As a mother who has also lost a daughter, I want to encourage you in how the Lord comforted me. Most especially, I am comforted by the truth of Psalm 139:16–“All the days ordained for me were written in Your book before one of them came to be.”

______, your daughter didn’t live one day less than God intended for her to live from before the foundations of the earth. It FEELS like a premature death to us who are left behind, but no one is more powerful than God, and HE is the one who determines the length of our days. So even though it is hugely painful and grievous, and even though it’s tempting to blame the medications, she died on the day God knew she would die and planned for her to die. Not a day sooner, and not a day later.

Secondly, Jesus said He came from heaven (John 6:51). It is a real place. If there is no heaven, then Jesus lied. If Jesus lied, then he was not the holy Son of God, and His death was meaningless.
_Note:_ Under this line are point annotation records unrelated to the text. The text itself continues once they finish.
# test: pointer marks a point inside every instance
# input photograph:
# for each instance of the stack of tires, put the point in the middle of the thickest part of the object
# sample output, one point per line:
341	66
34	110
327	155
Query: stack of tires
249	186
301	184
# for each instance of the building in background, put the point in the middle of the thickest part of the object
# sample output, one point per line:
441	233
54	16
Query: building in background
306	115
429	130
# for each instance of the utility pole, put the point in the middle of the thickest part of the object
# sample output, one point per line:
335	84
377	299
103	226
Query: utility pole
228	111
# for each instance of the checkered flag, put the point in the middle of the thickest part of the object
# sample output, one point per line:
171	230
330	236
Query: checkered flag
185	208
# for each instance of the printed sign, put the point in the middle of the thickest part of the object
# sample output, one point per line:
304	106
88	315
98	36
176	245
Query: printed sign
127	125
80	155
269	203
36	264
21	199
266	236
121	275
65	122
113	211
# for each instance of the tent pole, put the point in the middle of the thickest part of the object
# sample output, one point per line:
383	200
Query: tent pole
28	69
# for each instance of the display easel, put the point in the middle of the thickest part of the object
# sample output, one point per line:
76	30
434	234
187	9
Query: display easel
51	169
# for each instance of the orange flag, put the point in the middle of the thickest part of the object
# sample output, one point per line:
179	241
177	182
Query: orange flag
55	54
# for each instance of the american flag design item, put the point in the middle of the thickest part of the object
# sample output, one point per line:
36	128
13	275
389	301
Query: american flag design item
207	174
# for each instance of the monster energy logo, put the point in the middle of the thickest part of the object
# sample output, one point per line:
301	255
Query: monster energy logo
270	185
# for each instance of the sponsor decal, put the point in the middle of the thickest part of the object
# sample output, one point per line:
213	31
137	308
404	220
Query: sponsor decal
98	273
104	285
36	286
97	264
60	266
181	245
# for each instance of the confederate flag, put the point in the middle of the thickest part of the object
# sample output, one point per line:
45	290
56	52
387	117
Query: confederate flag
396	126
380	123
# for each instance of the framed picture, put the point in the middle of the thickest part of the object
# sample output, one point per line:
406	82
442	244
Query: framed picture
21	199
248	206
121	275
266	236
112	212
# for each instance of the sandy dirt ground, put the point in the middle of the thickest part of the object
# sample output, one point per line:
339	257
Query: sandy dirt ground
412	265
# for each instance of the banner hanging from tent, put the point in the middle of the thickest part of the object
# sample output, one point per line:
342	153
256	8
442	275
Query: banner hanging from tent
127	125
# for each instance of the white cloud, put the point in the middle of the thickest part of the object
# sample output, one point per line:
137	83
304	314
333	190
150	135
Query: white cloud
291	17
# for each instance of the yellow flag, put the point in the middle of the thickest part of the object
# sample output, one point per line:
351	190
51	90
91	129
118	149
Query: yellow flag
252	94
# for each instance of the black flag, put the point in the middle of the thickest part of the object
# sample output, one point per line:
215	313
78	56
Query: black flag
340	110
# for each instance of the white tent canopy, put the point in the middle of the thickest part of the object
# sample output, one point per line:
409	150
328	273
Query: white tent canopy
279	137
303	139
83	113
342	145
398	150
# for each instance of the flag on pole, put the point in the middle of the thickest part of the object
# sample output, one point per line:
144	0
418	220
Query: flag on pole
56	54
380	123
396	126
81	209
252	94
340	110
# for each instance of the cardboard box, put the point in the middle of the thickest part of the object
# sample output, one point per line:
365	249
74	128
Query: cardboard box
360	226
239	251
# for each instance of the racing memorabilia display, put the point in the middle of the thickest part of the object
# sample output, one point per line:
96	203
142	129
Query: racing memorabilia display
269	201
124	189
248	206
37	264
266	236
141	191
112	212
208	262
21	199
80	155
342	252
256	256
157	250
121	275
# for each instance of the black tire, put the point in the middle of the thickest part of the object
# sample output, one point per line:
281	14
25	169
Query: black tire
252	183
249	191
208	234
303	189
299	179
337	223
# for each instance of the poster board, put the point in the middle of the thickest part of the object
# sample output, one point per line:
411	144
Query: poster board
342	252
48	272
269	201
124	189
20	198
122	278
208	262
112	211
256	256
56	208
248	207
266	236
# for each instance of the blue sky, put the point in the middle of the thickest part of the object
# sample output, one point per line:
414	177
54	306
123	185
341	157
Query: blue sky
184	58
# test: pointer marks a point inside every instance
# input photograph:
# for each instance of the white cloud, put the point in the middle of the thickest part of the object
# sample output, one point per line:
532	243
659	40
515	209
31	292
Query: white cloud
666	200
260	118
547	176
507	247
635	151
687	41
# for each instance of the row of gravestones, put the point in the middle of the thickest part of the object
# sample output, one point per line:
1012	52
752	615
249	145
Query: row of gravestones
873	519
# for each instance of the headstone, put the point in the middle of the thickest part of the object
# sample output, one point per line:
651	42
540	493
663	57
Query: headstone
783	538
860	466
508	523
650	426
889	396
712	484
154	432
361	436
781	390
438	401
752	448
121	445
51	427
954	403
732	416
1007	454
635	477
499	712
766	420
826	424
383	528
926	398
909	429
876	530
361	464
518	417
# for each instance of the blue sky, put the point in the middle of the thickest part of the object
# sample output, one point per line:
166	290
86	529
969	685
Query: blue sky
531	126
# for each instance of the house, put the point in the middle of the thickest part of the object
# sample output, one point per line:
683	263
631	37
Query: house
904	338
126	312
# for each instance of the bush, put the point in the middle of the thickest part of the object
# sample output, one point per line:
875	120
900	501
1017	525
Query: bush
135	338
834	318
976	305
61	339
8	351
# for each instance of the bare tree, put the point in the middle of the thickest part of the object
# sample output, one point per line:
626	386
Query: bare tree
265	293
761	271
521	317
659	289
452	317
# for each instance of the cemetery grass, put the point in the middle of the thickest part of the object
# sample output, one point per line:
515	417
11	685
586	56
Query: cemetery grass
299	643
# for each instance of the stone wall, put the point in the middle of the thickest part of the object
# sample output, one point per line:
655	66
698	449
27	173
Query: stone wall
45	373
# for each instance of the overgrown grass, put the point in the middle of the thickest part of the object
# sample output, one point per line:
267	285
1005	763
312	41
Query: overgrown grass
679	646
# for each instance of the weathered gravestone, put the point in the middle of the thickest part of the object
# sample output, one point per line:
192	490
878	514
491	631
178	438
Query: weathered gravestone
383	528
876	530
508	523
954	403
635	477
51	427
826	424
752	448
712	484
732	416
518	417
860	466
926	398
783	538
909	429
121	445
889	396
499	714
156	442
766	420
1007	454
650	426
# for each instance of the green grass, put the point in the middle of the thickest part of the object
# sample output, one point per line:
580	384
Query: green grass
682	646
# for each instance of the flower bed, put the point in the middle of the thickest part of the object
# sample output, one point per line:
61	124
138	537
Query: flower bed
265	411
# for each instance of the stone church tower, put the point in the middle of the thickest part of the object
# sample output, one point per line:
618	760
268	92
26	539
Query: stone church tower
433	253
If His death was meaningless, then none of us have any hope. But our hope is REAL and TRUE! He died to make it possible for us to be united with God and reunited with our believing loved ones.

Paul said that to be absent from the body is to be present with the Lord (2 Cor. 5:6,8). If your daughter trusted Christ, she is immersed in a living sea of light and love and glory, worshiping the Lord Jesus and enjoying the freedom that comes from being released from this fallen, decaying world. When she “graduated” from your womb to your arms, did you ever worry that she was lonely for the comfort of the dark, warm place inside you? I bet not! <smile> She was in a far, far better place when she was born. When people are in heaven, it’s like graduating from the womb to our mother’s arms only way, WAY better. Being with the Lord is so much better than this earth that we can’t even begin to imagine it, any more than the pre-born infant can imagine what it’s like to be nestled in her mother’s arms, to look in her eyes, to see a glorious sunset, to listen to a symphony. To eat ice cream! To love and love back. . . all those things cannot be imagined in the womb, but they await the baby, just as the joys of heaven await us if we have trusted Christ as our Savior.

I want to suggest to you that you read Joni Eareckson Tada’s wonderful book Heaven, because it will make you much more familiar with heaven and it will greatly comfort your heart. Unlike Betty Eadie’s book Embraced by the Light, Joni’s book is TRUE and based completely on the Bible.

I pray you will know the warmth of God’s comfort in growing measure as you grieve the loss of your daughter. One of the things that makes heaven so real to me is knowing that my daughter and my parents are there. I pray the realness of heaven will grow for you as well.